What are P/E Ratios Telling Us?

Published 18 February 09 04:12 PM | Brian Dightman

I have found using earnings and P/E's to establish entry points in broad market positions difficult.  For example, if investors wait for PE multiples to arrive at or near 15 (historical average of as reported P/E ratios), they may find the market has left them behind.  In the last bear market the as reported P/E did not hit a low until the end of 2006 at 17.4, well after markets advanced from lows hit in late 2002.

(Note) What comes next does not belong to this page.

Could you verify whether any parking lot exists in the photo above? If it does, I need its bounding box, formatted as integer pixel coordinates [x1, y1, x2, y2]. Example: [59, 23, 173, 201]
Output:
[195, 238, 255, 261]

I do expect more downward pressure on U.S. stocks base on the contraction in consumer spending that is likely to stay with us until the housing and employment situations improve.  I'm not sure we will get to a level where the P/E on as reported earnings will hit 15. With huge amounts of cash sitting on sidelines looking for bargains it may be difficult for stocks to fall much further.  I would argue the risk level for starting to re-enter this market is fairly low.   We have had a healthy 50% decline from market highs.  Can it go lower?  Sure, with the risk that we become a repeat of Japan in the 90's.

Here is a look at the Historical and Estimated "As Reported Earnings" for the S&P 500

Year - Earnings - P/E

2010 - $39.59 - 19.93

2009 - $32.41 - 24.34<<

2008 - $27.69 - 28.49<<

2007 - $66.18 - 22.19<<

2006 - $81.51 - 17.40*

2005 - $69.93 - 17.85

2004 - $58.88 - 20.70

2003 - $48.74 - 22.81

2002 - $27.59 - 31.89<

2001 - $24.69 - 46.50<

2000 - $50.00 - 26.41<

1999 - $48.17 - 30.50

1998 - $37.71 - 32.60

Current and future year P/E based on a price of 789

It thought this data was interesting because, as I noted earlier, it shows that the low P/E in 2006 took place when earnings growth accelerated more quickly than stock prices.  This took place long after the market had bottomed.  I also think the 2000-2002 earnings levels are helpful when looking at current and near term projections for earnings.  When viewed from this lens the current valuation does not look nearly as bad.  Other market recoveries, however, may have taken place closer to the bottoming of the P/E ratio.

The difference in our current environment compared to the last bear market is the magnitude of our economic woes. They are systemic and global.  It is best then, to proceed with caution.